Do you think Boult and Bumrah’s death bowling gives your team an added advantage? They target the stumps all the time and it’s difficult for batters to get away with it.

Mahela: “Yeah, I think they are experienced bowlers, they are quality. It’s all about having that confidence at the backend. We can always try and execute to the best of our ability. On a given day, it might not work, but, as long as they have that ability, it’s good. At the same time, we’re not attacking the stumps all the time, we would be attacking other places as well. So, it’s not just them doing it with certain opposition, it will be a different plan every day.”

“I think you need to have that skill set, that mindset to adapt and do different things, against certain opposition.
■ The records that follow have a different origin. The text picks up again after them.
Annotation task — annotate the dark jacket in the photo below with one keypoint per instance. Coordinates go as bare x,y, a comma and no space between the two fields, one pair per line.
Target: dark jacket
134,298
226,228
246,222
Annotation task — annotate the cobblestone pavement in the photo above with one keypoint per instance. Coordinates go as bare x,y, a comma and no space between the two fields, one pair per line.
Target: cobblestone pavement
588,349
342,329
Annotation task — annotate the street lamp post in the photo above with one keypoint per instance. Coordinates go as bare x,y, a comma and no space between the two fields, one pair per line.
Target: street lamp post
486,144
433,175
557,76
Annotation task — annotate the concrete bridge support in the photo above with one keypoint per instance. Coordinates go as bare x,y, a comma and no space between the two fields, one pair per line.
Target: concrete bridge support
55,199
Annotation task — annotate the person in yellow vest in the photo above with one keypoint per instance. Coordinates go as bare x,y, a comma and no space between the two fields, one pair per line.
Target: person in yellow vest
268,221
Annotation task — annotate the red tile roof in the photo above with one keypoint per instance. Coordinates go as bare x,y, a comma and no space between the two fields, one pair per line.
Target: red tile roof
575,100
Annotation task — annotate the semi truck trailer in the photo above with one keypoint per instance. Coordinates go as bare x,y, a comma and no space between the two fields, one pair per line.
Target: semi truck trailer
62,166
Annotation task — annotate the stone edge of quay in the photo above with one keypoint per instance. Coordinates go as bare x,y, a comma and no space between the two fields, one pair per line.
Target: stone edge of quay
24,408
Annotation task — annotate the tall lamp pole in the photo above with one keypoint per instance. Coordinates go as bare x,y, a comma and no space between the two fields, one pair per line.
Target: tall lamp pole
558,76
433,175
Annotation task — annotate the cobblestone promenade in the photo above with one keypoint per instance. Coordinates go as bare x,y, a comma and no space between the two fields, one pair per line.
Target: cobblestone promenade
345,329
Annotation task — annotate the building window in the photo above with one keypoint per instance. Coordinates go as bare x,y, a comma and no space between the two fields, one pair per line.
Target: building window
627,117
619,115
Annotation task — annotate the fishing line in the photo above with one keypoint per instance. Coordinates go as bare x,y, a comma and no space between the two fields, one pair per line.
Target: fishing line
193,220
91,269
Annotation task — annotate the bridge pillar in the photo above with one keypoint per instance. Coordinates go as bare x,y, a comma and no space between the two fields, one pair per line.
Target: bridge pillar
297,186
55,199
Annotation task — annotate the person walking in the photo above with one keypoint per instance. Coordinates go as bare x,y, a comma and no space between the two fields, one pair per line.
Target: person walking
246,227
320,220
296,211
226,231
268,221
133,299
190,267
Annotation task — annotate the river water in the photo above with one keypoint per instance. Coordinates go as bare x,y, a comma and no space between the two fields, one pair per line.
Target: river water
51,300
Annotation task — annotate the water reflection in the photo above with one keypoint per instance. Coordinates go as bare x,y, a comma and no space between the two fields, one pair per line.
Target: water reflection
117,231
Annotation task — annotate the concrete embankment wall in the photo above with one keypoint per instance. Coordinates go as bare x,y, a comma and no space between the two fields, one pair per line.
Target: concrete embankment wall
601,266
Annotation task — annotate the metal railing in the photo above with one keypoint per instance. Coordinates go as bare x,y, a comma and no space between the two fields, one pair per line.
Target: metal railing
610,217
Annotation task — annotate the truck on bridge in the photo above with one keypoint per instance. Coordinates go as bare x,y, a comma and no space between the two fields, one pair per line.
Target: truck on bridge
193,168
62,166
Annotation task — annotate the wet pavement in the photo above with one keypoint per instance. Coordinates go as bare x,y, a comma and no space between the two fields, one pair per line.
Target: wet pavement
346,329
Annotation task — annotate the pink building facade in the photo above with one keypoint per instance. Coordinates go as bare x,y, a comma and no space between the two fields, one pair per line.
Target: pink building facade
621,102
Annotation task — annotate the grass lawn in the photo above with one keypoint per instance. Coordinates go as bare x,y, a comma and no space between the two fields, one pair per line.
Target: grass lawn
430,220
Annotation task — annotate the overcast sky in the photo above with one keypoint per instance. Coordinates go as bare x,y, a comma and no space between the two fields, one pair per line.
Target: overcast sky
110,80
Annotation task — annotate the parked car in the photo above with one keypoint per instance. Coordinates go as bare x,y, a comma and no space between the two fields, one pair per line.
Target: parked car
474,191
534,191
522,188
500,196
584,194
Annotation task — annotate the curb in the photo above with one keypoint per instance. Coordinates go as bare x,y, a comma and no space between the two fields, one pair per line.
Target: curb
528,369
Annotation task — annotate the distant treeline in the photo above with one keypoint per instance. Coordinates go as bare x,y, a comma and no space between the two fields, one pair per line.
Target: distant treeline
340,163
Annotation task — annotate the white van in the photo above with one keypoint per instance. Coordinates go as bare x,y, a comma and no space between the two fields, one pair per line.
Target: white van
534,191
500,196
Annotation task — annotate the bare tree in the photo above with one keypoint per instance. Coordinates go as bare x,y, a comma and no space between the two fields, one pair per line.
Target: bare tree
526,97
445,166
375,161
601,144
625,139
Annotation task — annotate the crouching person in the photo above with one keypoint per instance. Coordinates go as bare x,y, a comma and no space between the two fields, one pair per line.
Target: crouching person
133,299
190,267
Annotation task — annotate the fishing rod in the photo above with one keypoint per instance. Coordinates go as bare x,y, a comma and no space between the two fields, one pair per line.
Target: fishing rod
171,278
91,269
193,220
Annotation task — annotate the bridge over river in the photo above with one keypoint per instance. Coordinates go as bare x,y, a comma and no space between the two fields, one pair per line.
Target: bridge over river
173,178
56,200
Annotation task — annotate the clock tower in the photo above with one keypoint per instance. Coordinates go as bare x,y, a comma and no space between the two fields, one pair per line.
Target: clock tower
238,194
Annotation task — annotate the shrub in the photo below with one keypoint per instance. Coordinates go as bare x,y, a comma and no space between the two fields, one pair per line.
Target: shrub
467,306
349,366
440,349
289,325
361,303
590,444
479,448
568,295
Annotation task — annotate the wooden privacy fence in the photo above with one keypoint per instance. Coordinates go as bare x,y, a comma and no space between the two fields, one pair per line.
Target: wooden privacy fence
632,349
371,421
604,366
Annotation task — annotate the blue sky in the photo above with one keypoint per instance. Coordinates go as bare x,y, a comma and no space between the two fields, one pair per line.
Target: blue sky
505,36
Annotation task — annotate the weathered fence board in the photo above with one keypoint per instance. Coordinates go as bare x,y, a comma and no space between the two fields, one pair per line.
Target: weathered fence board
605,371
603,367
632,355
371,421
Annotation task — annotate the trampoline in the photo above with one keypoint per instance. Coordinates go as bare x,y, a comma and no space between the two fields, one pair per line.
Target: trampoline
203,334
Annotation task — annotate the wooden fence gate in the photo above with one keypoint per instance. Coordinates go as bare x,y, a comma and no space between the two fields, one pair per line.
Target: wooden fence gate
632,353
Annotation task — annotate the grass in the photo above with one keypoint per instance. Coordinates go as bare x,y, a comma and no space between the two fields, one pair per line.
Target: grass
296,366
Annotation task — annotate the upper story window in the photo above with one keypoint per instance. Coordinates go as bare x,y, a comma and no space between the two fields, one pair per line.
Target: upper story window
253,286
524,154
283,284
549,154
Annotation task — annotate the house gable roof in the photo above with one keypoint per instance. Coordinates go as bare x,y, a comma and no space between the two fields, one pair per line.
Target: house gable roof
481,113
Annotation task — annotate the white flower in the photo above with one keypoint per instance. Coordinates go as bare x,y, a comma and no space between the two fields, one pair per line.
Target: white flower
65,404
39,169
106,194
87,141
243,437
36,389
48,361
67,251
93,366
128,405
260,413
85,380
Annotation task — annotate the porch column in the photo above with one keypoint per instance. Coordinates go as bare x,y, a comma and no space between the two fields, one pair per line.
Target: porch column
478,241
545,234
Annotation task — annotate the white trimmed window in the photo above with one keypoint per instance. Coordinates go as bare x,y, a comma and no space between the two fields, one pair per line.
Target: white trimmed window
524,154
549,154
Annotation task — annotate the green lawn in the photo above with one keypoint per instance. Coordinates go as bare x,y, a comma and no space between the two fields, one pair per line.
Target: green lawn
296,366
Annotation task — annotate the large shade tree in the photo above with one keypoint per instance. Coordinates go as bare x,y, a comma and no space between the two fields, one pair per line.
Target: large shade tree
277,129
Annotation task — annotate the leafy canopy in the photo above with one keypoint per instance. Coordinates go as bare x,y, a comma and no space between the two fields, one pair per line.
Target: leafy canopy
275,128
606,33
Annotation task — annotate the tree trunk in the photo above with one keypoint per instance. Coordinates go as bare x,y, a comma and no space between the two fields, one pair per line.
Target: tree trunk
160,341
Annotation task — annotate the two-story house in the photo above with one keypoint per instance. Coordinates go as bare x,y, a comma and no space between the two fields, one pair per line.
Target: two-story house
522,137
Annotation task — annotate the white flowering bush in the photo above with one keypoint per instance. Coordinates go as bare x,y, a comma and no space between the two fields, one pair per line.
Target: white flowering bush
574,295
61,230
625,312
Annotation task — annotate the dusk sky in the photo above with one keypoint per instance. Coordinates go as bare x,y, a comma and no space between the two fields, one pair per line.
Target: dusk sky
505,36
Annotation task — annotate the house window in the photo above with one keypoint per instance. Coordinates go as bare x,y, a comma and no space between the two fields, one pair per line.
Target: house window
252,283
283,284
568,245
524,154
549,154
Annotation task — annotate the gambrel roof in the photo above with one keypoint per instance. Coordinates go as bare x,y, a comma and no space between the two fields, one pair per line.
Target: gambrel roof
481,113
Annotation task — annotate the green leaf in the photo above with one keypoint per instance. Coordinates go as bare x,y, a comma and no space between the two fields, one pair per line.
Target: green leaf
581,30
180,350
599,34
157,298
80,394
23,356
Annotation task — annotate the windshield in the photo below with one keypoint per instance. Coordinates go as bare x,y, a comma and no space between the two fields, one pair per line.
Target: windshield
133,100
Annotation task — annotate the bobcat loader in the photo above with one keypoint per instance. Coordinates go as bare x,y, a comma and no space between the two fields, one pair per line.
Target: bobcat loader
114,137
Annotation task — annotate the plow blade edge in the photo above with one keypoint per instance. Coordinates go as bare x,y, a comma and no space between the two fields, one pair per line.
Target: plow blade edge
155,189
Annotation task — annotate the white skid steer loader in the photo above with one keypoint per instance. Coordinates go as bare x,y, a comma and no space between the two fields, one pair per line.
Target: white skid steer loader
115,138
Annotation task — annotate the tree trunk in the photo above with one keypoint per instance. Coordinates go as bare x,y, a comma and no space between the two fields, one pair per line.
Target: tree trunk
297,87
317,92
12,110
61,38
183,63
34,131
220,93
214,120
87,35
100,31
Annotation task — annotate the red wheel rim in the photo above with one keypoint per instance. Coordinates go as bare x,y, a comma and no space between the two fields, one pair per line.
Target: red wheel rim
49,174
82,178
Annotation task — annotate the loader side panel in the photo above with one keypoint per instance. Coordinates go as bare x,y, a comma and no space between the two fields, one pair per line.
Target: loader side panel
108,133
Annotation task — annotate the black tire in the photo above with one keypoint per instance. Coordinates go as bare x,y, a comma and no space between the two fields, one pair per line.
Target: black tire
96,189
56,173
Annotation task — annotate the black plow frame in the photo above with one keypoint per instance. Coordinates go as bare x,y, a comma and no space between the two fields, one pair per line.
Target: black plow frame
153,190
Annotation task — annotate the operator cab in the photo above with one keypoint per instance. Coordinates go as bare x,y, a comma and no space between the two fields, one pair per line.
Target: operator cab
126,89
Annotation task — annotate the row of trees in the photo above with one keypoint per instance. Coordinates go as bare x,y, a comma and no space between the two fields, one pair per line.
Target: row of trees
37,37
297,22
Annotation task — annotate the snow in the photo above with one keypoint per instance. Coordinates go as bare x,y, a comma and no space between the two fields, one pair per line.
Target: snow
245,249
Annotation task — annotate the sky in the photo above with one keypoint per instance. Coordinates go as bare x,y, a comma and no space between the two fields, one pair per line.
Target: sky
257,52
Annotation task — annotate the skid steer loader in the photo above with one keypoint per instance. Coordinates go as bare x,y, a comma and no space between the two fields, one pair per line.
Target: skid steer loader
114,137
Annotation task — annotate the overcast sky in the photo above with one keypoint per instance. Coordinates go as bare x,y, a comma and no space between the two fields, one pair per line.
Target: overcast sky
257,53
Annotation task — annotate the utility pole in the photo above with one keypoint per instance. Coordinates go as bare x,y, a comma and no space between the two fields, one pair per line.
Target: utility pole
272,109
But the quality that we have to deal with opposition, you have to be that, because, it’s amazing what you get with a guy like AB, who batted really well against us in that RCB game. So, you have to be able to try and back yourself to execute and see what happens. On a given day it might work, or might not but, these guys are confident, and are able to execute brilliantly.”

Is there a deliberate attempt from the management to not let Hardik bowl since he is back from an injury? When will we see him bowl again?

Mahela: “We were obviously looking forward to him bowling this season. It’s just that last season he was coming back from an injury, and he wasn’t ready. But, after those matches against England, in the last ODI, I think he picked up a niggle. That’s something that we are nursing at the moment. We don’t want to risk it, because it’s important that we make sure that he is completely in a position to comfortably come in and bowl.”

“So, hopefully in the next few weeks, with a bit of work and all that, you might see him bowling. It’s not that we are deliberately trying to not bowl him. We would love to have him bowling. But, as soon as the niggle goes off and he is comfortable, we should be able to utilise that asset as well.”

The Head Coach’s views and thoughts have been insightful. We hope to see the Mastermind’s plans in action in tomorrow’s game against the Delhi Capitals.